Nearly, if not quite, contemporary with him and Dewes was Pierre du Ploiche, who in the time of Henry published a very curious little volume of more general scope, called A Treatise in English and French right necessary and profitable for all young children. Du Ploiche, when this work appeared, was residing in Trinity Lane, at the sign of the Rose. He gives us in parallel columns, the English on the left hand, and the French equivalent on the right, the Catechism, the Litany and Suffrages, and a series of Prayers. These occupy three sections; the fourth, fifth, and sixth sections are devoted to secular and familiar topics: For to speake at the table, for to aske the way, and for to bie and sell; and the concluding portion embraces the A. B. C. and Grammar.

The English is pretty much on a par with that found in educational treatises produced by foreigners, and the French itself is decidedly of an archaic cast, though, doubtless, such as was generally recognised and understood in the sixteenth century. I shall pass over the religious divisions, and transcribe a few specimens from the three groups of dialogue on social or personal subjects.

The third chapter, where the scene at a meal is depicted, affords, of course, some interesting suggestions and illustrations, yet little that is very new, except that we seem to get a glimpse of the practice, borrowed from monastic life, of some one reading aloud while the rest were at their repast. For one says: “Reade Maynerd, Lisez Maynart,” to which the other rejoins: “Where shall I reade?” and the first answers: “There where your fellow lefte yesterday,” so that it was apparently the custom to take turns. We perceive, too, that the dinner was both ushered in and wound up with very elaborate graces. In this dialogue, as well as in the next about asking the way, there is mention of almost every description of utensil, but no reference to the fork, which was not yet in general use.

There is a delicate refinement of phraseology here and there, as where “You ly” is rendered “Vous espargnez la verité;” and Du Ploiche does not fail to advertise himself and his address, for when one of the interlocutors demands: “Where go you to schole?” the other is made to reply: “In trinytie lane at the signe of the Rose.”

The annexed extract from the same chapter may assist in fixing the date of the publication to 1544:—

“And you sir, from whence com you? Et vous seigneur, d’ou venez vous?
I come from Bulloigne. Ie viens de Boulongne.
From Englande, from Germany. D’Engleterre, d’Allemaigne.
What newes? Quelle nouuelles?
I know none but good. Ie ne sçay rien que bien.
I harde say i’ay ouy dire
That the Englishe men que les anglois
haue kylled many frenche men. ont occis beaucoup de François.
And where? Et ou?
Before Bulloigne. Deuant Boulongne.
When came the newes? Quant vinrent tez nouuelle?
This morninge by a post.” A ce matin par vng poste.

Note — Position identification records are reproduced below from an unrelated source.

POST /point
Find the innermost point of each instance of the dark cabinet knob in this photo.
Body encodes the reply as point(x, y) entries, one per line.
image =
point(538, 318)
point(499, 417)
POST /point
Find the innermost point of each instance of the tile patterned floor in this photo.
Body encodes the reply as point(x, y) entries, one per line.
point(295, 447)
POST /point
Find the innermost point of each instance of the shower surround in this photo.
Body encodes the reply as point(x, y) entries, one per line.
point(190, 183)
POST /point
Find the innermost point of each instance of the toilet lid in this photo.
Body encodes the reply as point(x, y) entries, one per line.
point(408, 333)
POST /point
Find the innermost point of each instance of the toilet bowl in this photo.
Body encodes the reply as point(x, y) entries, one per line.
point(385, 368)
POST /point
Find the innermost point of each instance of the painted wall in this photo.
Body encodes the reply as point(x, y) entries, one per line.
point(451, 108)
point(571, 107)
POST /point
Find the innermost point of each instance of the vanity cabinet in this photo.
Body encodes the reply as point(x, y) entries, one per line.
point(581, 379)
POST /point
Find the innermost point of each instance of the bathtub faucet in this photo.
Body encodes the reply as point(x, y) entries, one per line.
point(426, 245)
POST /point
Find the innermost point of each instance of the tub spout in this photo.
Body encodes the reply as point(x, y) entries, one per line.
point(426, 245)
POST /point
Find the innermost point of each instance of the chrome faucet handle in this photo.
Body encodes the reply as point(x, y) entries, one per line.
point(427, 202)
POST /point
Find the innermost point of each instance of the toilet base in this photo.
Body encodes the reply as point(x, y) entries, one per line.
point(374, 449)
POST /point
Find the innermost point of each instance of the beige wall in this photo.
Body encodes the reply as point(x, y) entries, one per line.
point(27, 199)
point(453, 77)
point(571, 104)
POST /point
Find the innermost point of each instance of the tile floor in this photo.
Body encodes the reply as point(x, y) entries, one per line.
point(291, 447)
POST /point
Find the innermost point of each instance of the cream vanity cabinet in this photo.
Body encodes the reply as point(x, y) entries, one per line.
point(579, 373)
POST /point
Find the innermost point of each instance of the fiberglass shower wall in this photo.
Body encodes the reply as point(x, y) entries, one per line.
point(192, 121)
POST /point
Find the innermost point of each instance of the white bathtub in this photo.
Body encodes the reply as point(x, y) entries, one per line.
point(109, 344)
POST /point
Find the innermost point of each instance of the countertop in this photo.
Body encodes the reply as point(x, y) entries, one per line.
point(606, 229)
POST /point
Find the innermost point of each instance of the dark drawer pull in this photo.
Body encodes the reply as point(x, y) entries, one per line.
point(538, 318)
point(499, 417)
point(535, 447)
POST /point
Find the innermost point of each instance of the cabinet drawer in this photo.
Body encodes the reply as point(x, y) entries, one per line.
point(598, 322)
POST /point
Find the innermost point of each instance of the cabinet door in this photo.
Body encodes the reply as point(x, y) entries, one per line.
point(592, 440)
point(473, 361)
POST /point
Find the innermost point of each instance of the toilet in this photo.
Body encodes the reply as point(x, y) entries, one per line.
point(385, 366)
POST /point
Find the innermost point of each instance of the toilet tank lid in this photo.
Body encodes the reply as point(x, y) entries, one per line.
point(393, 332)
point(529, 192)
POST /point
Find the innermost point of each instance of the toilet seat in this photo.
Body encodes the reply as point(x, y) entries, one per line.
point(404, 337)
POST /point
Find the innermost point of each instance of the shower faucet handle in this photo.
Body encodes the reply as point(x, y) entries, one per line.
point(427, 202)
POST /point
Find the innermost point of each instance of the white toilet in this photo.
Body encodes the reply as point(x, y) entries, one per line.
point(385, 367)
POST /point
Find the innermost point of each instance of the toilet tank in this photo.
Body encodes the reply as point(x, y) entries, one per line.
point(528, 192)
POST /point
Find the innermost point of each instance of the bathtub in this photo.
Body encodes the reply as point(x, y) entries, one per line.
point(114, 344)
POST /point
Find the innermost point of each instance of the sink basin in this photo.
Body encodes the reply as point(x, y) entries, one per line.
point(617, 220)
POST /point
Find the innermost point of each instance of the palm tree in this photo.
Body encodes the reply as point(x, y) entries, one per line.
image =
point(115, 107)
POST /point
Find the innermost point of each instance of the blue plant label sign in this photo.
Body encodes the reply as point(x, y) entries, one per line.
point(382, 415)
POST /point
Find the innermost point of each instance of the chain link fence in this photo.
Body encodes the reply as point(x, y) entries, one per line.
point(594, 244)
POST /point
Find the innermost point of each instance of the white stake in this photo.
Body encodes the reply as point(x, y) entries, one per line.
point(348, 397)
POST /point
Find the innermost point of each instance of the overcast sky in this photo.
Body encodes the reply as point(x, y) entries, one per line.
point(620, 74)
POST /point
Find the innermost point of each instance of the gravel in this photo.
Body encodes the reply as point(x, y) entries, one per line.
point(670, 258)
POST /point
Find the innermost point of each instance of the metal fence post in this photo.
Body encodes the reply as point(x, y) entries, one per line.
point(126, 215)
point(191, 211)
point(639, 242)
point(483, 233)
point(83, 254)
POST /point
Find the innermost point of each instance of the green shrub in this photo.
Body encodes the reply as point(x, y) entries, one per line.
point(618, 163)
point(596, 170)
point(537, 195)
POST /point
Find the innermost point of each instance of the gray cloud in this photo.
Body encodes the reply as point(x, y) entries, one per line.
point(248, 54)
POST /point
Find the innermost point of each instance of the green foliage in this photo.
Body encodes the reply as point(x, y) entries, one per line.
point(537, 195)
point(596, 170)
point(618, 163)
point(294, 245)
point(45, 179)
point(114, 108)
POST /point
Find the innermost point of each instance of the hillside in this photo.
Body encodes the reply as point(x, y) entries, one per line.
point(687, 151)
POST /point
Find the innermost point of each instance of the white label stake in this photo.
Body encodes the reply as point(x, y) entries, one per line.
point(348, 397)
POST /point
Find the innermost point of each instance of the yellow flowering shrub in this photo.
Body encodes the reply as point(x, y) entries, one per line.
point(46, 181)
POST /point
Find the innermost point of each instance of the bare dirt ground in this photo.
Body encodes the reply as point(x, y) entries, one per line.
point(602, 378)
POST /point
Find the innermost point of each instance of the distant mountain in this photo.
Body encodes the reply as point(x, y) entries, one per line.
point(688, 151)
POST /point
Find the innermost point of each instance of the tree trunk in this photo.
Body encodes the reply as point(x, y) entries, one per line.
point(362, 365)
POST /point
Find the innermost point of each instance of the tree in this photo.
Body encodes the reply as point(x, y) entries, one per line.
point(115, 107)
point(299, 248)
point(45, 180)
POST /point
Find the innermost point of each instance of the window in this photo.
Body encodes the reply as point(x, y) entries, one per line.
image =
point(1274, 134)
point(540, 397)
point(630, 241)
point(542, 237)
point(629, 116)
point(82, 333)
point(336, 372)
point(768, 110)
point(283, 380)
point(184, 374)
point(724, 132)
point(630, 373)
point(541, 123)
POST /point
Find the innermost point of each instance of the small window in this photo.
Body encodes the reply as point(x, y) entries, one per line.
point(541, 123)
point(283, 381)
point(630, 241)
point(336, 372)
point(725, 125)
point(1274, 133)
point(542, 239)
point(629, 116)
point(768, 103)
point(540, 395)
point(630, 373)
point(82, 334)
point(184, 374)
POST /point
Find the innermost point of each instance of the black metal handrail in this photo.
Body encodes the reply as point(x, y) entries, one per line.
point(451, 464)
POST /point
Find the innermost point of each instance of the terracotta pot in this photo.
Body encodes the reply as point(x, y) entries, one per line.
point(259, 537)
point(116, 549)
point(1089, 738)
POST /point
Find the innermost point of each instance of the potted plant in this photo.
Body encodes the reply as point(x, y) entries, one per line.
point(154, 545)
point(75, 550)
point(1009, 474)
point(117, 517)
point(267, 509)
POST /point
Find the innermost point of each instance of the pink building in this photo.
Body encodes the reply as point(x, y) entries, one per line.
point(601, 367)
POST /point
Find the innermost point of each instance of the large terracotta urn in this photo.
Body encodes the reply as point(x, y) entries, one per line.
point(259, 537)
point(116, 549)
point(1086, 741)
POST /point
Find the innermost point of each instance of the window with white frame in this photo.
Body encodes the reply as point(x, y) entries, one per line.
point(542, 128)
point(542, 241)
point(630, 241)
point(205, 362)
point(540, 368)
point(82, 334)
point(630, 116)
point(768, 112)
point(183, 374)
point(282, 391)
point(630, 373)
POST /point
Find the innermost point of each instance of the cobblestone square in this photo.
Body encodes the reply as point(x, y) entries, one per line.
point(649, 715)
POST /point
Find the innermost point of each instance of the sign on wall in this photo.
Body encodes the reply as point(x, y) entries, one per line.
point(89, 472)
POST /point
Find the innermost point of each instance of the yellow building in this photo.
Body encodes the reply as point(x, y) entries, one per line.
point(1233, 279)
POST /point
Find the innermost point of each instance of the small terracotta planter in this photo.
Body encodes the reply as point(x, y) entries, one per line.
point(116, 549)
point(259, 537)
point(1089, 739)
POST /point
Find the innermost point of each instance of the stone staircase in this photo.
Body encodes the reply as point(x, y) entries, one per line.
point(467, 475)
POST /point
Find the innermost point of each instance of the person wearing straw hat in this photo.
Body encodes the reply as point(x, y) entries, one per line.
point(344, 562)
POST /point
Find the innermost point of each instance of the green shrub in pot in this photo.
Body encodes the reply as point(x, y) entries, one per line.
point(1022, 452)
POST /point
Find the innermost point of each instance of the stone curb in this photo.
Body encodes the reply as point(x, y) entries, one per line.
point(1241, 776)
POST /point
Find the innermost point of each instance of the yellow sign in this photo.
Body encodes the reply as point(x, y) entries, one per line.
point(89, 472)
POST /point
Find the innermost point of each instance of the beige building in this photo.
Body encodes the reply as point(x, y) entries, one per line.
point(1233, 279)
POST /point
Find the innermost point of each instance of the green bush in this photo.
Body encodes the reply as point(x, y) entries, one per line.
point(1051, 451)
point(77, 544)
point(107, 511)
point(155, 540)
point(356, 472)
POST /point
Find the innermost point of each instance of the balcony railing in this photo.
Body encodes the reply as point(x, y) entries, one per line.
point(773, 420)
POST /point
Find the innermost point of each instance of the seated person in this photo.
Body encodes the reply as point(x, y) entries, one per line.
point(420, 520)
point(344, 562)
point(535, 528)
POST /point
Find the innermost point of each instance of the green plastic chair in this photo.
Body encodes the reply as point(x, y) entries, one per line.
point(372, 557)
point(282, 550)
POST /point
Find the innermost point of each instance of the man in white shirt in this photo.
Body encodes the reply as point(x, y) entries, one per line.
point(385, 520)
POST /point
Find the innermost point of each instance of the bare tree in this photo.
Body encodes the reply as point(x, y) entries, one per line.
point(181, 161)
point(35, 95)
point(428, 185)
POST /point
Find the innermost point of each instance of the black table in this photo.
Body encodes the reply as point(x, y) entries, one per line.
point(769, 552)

The portion which yields this matter comprises all the incidents of a long journey, the arrival at the inn, the call for refreshment, the baiting and putting up of the horse, the retirement to rest, and the breakfast before departure in the morning.

The sixth section, on buying and selling, exhibits no remarkable examples, or rather nothing that I can, with so large a choice, afford to cite, and the grammatical part follows the usual lines. The present treatise came to a new edition in 1578, but it does not seem to have been very successful.

In point of fact, the taste and demand for such a class of hand-books or primers had not fully set in. With the reign of Elizabeth the habit of foreign travel and the consequent value of a conversance with languages, especially French and Italian, imparted the first marked stimulus and development to this class of literary enterprise.